The GBP/USD has dropped below $1.41 after bearish data about the U.K. trade deficit. The GBP/USD, or the “cable” as currency enthusiasts call it, was going for a rally on Thursday. Still, the trend promptly reversed and given the prevailing market sentiment, it remains negative. The British pound to USD pairing finds support for the pound sterling at the $1.40 threshold, which acts as barrier against further weakness.
Investors should watch the British pound at $1.40. If the cable falls below that number, the pound bears will find fertile ground for additional drops. A slide below that level would be extremely negative for the British pound. If the pound manages to stay at even slightly above $1.40, it would send a bullish hint for currency investors to buy the British currency.

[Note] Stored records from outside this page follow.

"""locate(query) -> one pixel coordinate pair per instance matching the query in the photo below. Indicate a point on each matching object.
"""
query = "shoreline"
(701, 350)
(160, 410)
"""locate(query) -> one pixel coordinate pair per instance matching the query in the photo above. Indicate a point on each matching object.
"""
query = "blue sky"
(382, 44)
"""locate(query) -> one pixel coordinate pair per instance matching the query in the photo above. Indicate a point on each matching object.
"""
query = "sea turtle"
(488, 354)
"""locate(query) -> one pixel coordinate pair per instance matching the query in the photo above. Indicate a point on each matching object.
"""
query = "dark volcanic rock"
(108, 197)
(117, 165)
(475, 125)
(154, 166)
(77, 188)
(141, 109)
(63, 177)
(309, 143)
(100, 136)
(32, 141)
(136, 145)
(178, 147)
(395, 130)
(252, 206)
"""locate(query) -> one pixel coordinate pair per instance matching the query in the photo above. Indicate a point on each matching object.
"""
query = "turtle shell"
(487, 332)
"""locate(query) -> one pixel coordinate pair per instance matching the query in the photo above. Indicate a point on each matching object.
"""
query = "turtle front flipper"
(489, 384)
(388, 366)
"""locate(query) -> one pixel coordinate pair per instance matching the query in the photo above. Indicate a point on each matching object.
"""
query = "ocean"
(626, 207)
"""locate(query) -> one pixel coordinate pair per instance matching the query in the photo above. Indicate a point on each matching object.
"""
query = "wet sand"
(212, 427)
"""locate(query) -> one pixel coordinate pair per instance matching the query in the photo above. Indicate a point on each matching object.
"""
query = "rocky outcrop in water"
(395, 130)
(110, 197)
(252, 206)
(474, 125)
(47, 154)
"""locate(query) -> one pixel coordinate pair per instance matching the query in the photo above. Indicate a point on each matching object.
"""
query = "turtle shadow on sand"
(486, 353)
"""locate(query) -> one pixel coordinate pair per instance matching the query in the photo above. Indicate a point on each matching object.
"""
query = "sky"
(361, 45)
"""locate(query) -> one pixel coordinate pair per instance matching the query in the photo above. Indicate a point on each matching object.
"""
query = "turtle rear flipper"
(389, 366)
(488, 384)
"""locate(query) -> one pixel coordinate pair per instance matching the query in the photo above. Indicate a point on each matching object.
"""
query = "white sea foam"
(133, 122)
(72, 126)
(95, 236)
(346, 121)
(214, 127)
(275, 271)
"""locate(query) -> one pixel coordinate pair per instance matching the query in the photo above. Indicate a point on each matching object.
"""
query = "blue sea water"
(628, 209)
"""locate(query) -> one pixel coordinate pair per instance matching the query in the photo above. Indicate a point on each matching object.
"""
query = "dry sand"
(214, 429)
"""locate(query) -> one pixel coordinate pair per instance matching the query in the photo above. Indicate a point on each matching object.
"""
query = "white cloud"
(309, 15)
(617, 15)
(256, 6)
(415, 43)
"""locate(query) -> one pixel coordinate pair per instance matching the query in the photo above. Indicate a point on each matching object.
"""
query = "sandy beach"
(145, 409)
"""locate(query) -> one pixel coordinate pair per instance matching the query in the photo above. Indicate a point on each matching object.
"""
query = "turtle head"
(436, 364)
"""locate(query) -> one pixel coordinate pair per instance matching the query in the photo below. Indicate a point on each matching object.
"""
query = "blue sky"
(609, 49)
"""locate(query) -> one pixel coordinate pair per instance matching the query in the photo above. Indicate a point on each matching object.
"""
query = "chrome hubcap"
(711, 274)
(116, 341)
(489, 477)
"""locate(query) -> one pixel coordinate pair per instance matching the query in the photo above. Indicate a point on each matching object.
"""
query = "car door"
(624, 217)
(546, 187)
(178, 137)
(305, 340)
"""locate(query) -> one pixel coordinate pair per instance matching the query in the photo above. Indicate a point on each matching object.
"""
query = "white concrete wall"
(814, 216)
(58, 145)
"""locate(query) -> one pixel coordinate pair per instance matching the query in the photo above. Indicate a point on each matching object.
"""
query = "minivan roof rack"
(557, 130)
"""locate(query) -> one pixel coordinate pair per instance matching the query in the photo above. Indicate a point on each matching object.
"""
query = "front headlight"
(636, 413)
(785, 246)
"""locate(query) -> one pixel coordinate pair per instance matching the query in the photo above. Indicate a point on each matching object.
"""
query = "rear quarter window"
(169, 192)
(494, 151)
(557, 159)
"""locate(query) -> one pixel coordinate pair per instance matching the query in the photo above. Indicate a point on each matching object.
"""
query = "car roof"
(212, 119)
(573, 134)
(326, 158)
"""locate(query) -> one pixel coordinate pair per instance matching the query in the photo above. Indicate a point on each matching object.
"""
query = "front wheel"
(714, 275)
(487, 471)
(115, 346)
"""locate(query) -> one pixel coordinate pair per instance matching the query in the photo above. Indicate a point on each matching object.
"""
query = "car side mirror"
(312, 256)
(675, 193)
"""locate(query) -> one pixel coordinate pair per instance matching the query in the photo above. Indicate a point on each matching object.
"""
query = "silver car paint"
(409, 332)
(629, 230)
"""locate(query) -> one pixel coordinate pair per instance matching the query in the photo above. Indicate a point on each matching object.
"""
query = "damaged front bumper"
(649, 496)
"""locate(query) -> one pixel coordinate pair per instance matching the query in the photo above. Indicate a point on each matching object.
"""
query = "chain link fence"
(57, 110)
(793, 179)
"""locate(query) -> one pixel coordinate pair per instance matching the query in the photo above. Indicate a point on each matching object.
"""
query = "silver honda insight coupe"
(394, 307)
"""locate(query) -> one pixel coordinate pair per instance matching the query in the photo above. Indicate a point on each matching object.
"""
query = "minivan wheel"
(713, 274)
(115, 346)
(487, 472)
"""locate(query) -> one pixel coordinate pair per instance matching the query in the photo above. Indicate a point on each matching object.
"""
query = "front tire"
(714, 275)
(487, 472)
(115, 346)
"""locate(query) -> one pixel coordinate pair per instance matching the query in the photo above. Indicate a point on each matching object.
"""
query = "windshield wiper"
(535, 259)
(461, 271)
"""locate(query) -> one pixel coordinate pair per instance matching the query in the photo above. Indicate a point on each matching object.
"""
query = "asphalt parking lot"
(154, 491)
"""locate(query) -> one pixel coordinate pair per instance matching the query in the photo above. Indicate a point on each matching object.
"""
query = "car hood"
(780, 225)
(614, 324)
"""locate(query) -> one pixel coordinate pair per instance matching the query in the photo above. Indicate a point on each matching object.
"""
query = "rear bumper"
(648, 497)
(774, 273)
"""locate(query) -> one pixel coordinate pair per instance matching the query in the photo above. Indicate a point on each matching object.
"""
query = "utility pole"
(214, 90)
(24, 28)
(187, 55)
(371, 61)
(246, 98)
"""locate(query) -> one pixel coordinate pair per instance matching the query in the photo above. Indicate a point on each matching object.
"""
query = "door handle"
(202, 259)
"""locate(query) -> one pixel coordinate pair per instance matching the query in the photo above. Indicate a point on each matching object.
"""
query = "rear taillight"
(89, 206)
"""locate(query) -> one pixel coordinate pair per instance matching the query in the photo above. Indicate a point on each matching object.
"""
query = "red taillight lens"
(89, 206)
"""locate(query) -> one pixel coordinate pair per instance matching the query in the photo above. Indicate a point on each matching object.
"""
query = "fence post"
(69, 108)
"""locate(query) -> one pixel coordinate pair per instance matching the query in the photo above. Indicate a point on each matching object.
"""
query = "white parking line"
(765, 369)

Yet the bullish scenario faces heavy resistance from an increasingly anxious British market. Much of the uncertainty concerns the United Kingdom’s future within the European Union and the prospect of Britain abandoning the Union in a so-called “Brexit” after the referendum to be held on June 23. British pound trading in the short term will be frantic and characterized by a narrow range.
Meanwhile, the British political situation could heat up. British Prime Minister David Cameron is under pressure and scrutiny from his involvement in unreported investment gains revealed by the so-called Panama Papers. The files accuse him of having failed to report assets from his ties to his father’s investment fund, which eluded British tax authorities for years. Cameron’s admission has not taken the heat of legal and media scrutiny away.
Other important figures in his party could be involved in the scandal. The more directly implicated prime minister of Iceland, David Gunnlaugsson, resigned just two days after news of the allegations first broke.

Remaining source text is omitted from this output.